Lynn Freidus, owner of the Fourth Street gift store Random Accessories, said that with a year and a half left on her seven-year lease, she wasn’t sure she would be among those who could renew. The clientele of the neighboring New York Theatre Workshop has helped Random Accessories stay afloat, but otherwise Ms. Freidus said the location was tough. Like Ms. Payziyeva, she cited a lack of foot traffic. “What keeps us here is the rent,” she said. “If they raised it a good amount, I’d have to reconsider.”
For some businesses, a rent increase wasn’t a concern. Rose Pellegrini, a 4th Street Co-op member working in the store on Thursday, said they weren’t worried because the Co-op had negotiated what she called a “phenomenal” lease two years ago.
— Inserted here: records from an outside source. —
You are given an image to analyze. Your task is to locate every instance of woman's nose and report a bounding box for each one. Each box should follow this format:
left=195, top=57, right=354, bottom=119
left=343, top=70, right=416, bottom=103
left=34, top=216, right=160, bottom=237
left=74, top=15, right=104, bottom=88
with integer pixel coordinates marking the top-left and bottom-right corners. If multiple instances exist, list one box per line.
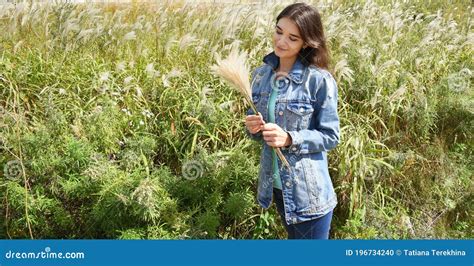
left=277, top=38, right=288, bottom=47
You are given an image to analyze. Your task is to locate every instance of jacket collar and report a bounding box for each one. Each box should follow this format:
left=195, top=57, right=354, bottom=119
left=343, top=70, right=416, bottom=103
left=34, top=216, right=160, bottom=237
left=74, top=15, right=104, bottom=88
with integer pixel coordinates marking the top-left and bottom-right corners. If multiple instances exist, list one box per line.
left=263, top=51, right=305, bottom=84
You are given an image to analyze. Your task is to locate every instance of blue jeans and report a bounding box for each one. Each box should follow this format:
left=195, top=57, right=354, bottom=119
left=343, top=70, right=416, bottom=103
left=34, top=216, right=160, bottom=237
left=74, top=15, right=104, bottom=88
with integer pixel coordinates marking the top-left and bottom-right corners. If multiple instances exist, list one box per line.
left=273, top=188, right=333, bottom=239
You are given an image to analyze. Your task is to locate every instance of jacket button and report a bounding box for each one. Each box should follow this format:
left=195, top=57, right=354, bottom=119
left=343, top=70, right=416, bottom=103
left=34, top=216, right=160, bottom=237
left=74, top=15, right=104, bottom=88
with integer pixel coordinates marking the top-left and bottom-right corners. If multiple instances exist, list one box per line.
left=285, top=181, right=292, bottom=188
left=292, top=147, right=297, bottom=151
left=278, top=111, right=283, bottom=116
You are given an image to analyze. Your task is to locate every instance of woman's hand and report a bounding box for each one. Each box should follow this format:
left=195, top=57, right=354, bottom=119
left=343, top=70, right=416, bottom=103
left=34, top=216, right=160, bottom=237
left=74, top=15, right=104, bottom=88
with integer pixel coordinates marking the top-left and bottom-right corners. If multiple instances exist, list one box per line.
left=262, top=123, right=292, bottom=148
left=245, top=113, right=265, bottom=134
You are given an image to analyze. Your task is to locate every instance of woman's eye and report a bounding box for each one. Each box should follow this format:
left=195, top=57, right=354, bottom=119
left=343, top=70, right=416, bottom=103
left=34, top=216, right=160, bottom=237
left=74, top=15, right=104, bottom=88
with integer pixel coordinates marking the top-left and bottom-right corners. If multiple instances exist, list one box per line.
left=275, top=30, right=296, bottom=41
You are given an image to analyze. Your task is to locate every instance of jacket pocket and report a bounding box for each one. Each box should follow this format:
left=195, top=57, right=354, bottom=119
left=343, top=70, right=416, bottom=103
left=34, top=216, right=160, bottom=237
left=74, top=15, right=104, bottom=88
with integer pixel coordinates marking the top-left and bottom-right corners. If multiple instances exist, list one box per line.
left=285, top=101, right=314, bottom=131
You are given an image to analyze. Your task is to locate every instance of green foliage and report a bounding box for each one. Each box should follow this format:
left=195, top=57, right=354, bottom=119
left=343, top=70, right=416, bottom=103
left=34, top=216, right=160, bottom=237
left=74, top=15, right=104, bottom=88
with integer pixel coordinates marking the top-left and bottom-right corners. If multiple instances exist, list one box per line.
left=195, top=211, right=221, bottom=238
left=253, top=210, right=285, bottom=240
left=223, top=191, right=255, bottom=220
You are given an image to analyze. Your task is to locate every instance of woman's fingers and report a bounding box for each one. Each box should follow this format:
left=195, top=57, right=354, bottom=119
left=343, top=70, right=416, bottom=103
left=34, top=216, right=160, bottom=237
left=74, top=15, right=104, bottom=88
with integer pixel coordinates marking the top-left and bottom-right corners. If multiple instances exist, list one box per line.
left=249, top=126, right=263, bottom=134
left=263, top=132, right=277, bottom=139
left=246, top=120, right=263, bottom=129
left=246, top=115, right=264, bottom=126
left=247, top=115, right=263, bottom=122
left=256, top=113, right=265, bottom=124
left=246, top=116, right=286, bottom=147
left=262, top=123, right=286, bottom=146
left=262, top=123, right=280, bottom=131
left=246, top=115, right=265, bottom=133
left=251, top=125, right=263, bottom=133
left=249, top=113, right=265, bottom=124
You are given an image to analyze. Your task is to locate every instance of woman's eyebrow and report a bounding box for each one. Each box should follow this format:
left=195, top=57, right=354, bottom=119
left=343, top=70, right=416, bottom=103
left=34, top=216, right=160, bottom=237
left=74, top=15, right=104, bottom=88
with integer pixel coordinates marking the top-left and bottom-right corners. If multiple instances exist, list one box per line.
left=276, top=25, right=301, bottom=39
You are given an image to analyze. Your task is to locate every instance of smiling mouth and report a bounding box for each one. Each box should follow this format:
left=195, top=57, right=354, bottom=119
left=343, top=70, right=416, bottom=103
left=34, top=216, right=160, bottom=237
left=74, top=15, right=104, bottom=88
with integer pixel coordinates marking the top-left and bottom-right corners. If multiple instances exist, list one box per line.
left=277, top=47, right=287, bottom=51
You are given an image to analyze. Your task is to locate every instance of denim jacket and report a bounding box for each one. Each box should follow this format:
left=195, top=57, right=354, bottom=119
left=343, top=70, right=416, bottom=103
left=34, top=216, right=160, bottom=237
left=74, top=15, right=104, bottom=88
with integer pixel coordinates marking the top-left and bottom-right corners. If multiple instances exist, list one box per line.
left=245, top=51, right=340, bottom=225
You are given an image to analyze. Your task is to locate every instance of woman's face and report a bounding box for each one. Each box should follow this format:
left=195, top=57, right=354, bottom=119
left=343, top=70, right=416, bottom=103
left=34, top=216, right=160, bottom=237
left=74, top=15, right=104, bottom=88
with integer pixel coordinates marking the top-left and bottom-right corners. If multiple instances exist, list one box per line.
left=273, top=17, right=306, bottom=60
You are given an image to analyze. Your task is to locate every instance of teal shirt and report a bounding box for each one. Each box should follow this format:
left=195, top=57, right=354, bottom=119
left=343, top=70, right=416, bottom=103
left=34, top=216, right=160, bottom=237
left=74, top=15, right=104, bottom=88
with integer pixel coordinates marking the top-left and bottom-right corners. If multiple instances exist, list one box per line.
left=268, top=81, right=282, bottom=190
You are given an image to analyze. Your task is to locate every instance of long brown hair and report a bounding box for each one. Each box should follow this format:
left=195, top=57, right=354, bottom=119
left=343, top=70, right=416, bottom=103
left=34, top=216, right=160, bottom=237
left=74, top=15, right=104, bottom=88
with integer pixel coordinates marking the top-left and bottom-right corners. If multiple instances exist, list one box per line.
left=276, top=3, right=330, bottom=70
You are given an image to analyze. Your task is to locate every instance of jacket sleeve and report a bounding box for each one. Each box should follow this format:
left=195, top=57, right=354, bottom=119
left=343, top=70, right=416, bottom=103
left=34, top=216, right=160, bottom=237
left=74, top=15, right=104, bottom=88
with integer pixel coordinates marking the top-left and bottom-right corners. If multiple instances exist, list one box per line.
left=285, top=74, right=340, bottom=154
left=245, top=68, right=263, bottom=142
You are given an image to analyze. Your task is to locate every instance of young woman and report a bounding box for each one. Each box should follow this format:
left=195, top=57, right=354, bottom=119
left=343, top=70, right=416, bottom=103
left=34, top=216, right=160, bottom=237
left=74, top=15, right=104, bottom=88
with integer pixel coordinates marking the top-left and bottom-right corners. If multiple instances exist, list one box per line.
left=245, top=3, right=340, bottom=239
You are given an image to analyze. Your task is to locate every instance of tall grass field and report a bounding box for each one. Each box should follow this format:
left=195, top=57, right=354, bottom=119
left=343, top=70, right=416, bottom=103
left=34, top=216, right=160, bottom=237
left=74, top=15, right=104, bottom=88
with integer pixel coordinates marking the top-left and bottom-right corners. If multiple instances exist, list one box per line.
left=0, top=0, right=472, bottom=239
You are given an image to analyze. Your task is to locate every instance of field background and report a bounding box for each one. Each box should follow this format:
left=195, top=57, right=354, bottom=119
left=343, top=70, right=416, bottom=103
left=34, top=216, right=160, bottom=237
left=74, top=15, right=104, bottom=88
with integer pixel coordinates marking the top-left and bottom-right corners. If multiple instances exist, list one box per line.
left=0, top=0, right=472, bottom=239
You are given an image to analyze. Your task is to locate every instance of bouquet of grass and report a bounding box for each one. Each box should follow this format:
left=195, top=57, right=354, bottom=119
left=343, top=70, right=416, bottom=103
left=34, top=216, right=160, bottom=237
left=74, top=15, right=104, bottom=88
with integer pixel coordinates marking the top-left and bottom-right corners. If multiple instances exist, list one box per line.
left=211, top=47, right=291, bottom=171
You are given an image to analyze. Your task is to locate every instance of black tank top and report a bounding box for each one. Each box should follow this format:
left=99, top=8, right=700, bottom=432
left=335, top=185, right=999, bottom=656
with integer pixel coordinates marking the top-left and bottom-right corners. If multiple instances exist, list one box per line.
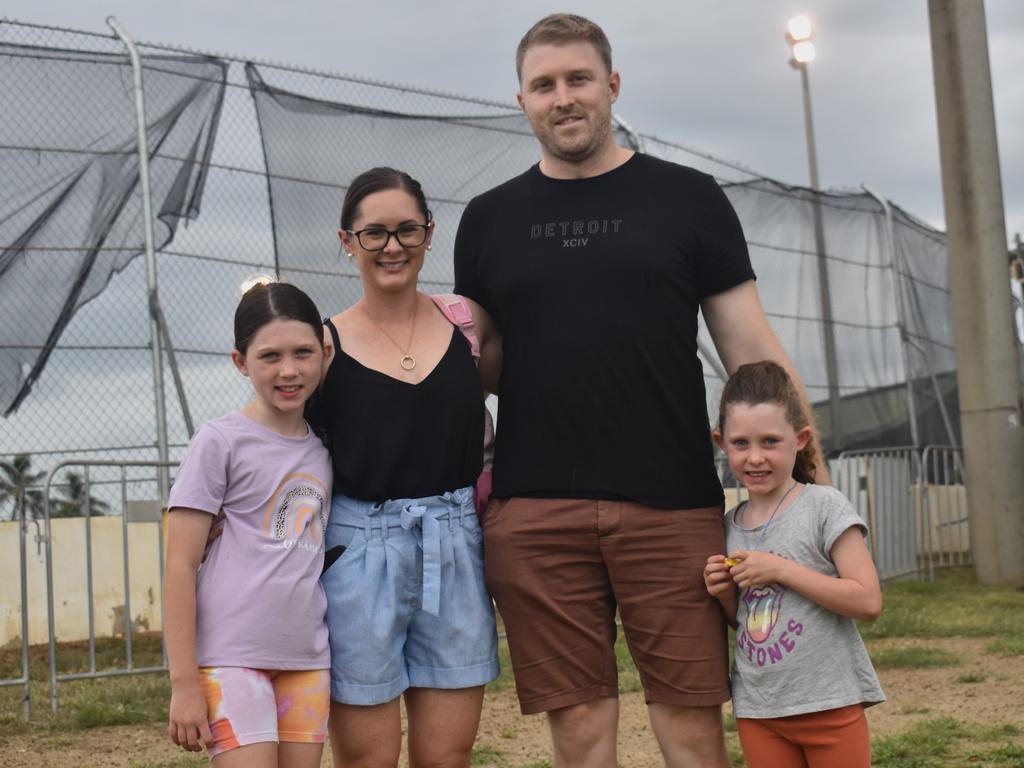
left=318, top=319, right=484, bottom=501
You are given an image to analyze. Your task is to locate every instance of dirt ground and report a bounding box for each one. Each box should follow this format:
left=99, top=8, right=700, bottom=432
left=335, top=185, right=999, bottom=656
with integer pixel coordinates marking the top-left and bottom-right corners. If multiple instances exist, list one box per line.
left=3, top=637, right=1022, bottom=768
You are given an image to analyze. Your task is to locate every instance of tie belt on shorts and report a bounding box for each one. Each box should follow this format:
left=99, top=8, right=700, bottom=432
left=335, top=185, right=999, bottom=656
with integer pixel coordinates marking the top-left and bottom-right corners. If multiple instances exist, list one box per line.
left=329, top=487, right=474, bottom=616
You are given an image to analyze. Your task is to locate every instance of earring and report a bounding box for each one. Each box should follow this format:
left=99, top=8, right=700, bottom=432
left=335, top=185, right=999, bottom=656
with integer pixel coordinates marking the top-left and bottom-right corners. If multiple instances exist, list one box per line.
left=426, top=245, right=432, bottom=251
left=346, top=252, right=354, bottom=260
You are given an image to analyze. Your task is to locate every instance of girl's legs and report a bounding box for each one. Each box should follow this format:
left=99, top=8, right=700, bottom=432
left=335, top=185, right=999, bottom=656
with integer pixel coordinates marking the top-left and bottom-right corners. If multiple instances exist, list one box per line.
left=800, top=705, right=871, bottom=768
left=278, top=743, right=326, bottom=768
left=405, top=686, right=485, bottom=768
left=272, top=670, right=330, bottom=768
left=736, top=717, right=809, bottom=768
left=329, top=699, right=402, bottom=768
left=737, top=705, right=871, bottom=768
left=211, top=742, right=323, bottom=768
left=213, top=743, right=278, bottom=768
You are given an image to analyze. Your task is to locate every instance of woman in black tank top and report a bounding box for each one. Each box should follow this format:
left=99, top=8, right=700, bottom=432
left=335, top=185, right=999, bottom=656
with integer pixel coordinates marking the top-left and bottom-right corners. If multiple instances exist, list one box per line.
left=315, top=168, right=501, bottom=768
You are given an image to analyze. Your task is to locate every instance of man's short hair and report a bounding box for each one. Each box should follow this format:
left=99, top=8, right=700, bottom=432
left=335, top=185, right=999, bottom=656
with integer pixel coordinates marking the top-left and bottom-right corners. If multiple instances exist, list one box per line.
left=515, top=13, right=613, bottom=81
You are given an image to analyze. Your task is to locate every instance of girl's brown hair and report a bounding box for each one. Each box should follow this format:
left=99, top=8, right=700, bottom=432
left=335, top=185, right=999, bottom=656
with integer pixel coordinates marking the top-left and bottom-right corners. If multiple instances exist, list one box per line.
left=717, top=361, right=818, bottom=484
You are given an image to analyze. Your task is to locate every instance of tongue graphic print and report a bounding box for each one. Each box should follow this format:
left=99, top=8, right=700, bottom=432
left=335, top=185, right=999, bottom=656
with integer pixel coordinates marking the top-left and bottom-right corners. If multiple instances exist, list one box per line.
left=743, top=585, right=785, bottom=644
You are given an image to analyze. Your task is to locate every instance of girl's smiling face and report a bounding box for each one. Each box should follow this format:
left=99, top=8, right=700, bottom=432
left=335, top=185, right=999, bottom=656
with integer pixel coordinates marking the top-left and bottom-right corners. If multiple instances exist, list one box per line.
left=715, top=401, right=812, bottom=497
left=231, top=318, right=324, bottom=423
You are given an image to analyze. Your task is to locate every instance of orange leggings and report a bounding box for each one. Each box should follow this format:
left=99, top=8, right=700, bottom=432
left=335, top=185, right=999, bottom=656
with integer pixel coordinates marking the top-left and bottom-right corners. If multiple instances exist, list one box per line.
left=736, top=704, right=871, bottom=768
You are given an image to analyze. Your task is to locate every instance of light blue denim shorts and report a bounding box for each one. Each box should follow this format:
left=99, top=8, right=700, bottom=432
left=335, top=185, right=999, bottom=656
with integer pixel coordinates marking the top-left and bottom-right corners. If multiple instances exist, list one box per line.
left=321, top=485, right=500, bottom=705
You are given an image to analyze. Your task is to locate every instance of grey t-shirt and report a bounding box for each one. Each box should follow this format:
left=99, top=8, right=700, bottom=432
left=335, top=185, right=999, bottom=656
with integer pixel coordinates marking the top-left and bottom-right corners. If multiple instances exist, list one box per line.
left=725, top=483, right=885, bottom=718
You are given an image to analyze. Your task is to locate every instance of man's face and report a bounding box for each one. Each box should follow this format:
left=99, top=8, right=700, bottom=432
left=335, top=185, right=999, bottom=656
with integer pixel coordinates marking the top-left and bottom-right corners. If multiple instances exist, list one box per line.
left=517, top=41, right=619, bottom=165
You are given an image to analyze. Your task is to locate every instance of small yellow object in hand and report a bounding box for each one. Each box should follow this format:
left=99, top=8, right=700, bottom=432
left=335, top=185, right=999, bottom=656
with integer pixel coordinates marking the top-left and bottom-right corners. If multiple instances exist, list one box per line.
left=723, top=557, right=741, bottom=567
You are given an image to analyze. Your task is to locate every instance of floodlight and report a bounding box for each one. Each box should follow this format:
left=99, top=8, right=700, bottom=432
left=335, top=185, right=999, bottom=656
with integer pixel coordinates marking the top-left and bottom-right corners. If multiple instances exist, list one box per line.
left=792, top=41, right=817, bottom=64
left=787, top=15, right=813, bottom=42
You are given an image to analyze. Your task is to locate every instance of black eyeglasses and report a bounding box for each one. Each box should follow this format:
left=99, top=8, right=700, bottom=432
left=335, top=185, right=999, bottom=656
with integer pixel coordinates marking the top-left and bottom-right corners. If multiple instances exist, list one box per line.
left=345, top=222, right=432, bottom=252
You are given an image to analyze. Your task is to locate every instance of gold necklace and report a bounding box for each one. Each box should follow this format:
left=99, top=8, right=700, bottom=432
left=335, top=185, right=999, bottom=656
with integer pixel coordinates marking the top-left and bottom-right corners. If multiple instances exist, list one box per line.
left=364, top=299, right=418, bottom=370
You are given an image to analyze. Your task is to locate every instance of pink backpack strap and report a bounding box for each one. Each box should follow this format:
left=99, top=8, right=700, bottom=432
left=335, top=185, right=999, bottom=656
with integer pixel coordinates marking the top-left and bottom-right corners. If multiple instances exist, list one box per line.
left=431, top=294, right=480, bottom=359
Other store owners are already looking onward. Last month, Keshav Das of Keshav Music told The Local that his $2,000 rent was “manageable,” but that the sluggish economy and high insurance costs will likely push him to look for a smaller space in the future.
But the owners of Pageant Print Shop hope they’ll be able to stay put when they negotiate a new lease in the coming months. In May, co-owner Rebecca Solomon told The Local that the store’s rent had increased at a “doable” rate of five percent per year. The next increase could be more sizable. “I’m very concerned,” her partner, Shirley Solomon, said after reading about the possible rent hikes on The Local.
The store, which opened on Fourth Avenue in 1946, left its original location due to a rent hike in the late 1990s, and Ms. Solomon didn’t want history to repeat itself. “I certainly wouldn’t want to move. You move, you lose,” she said.